Stuff like that.  Hmmm... He had to work a 'real' job?  You mean,  this wasn't his job?  The website wasn't paying him to do this?  All relevant questions.

So,  I told him to do what he could and hopefully everything would work out.  Well, eventually the emails became fewer and farther in between,  and the whole 'project' just sort of went away.  Just like that.  It just dissipated.  I tried contacting the guy in charge,  but I got no response.  I tried contacting the website,  but got no response.  Then,  I received an email from one of the other 'runners-up'.  She was also disappointed that her project just went away,  and she was left in the dark.

Now,  I'm not holding some sort of 12 or 13 year grudge or anything,  since stuff like that happens all the time,  I'm sure.  But it would've been nice to have had some sort of explanation.

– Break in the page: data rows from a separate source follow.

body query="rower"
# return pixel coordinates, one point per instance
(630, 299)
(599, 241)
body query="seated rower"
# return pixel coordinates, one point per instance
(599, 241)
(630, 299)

A few years passed,  and I saw a trailer for an animated film called 'Monster House',  that was soon to be released.  And I instantly remembered the screenplay contest that never was.  I didn't see the movie 'Monster House',  but it sure showed a slight resemblance to MY short screenplay.  

Recently,  as I was thinking of writing this blog,  I researched 'Monster House' a little and found out that a story by Stephen King,  in one of his 'gunslinger' novels I think,  had a Monster-type house or something like that in it.  I didn't look into it any further,  because I didn't need to.

'Monster House' probably didn't take my idea.  I'm sure it probably took Stephen King's idea,  who  knows.  Great minds think alike,  I guess.

I just would have liked to  have seen 'my idea' as a movie,  like promised.  Those claymation little kids deserved that much!